At Monte Sion, we currently have adult class on Fridays, then kids class and church on Saturday. When I was here in 2011, we had basically a full house every week for church. It was a fun mix of adults and kids of all ages. This time, it is a completely different story. Last weekend, no one even came to church. I am curious why? What changed? It can't be just because of the colder than usual weather. The kids still come like it's their job. Showing up promptly when we arrive, which is impressive considering this is a culture of people routinely showing up late. Also, they have an actual church building now with a concrete floor and space and chairs with backs on them instead of benches. What gives?
Then, in Huanuco, I think the congregation is getting a little burnt out. Like in Filadelfia, it is all family members and not that many, so they have to be prepared to preach and share and open their home (as that is where they are meeting for now) every week. The difference from Filadelfia is the amount of motivation to keep things going. Callao is closer to Lima, so when people from the church visit Peru, they visit the congregation, but Huanuco is a bit of a trek considering the amount of time and the reasons people come to visit. Plus, Wilfredo and Virgilio, the driving forces behind the congregations in Callao are nearby to keep things going, not just visiting a few times a year. It makes it easy to have a lull in activity when you don't have anyone watching you making sure you are keeping up with the routine. It is also easy to get caught up doing other things that life gives you to do such as working, going to school, being in a relationship, taking care of your family, sheep, goats, chickens, and pigs. There is plenty to keep them busy without having to add the responsibility of church to it.

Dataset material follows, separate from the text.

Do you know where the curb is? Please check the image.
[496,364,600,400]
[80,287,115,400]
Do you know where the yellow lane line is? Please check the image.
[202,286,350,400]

Church in Peru is currently quite traditional, with the exception of being open to using recorded music and PowerPoint during services. A nice thing about their traditional is that people do get up and clap and sometimes even dance/move to songs. There is always a sermon, anywhere from 20-60 min long. Church always follows the same patterns - not a lot of audience participation. Services last an hour and a half to 2 hours. Kids don't seem to attend services anymore.
I'm not saying there is anything wrong with the traditional, but coming from San Francisco, where we had a much more free flowing method of doing things, it is weird to be confined to this type of service again.
11 For I know the plans I have for you,” declares the Lord, “plans to prosper you and not to harm you, plans to give you hope and a future.
New International Version (NIV)
11 Yo sé los planes que tengo para ustedes, planes para su bienestar y no para su mal, a fin de darles un futuro lleno de esperanza. Yo, el Señor, lo afirmo.
Dios Habla Hoy (DHH)
On a more positive note, we had a blast for El Dia del Nino! The theme was Jesus Christ is my Superhero, so we dressed up as superheroes of course! It was by far the most fun we have had at church. :) We need more days like this. Special events require a bit more planning and time, but that is when people seem to be most energized. Hmm, how do we make everyday feel like a special occasion?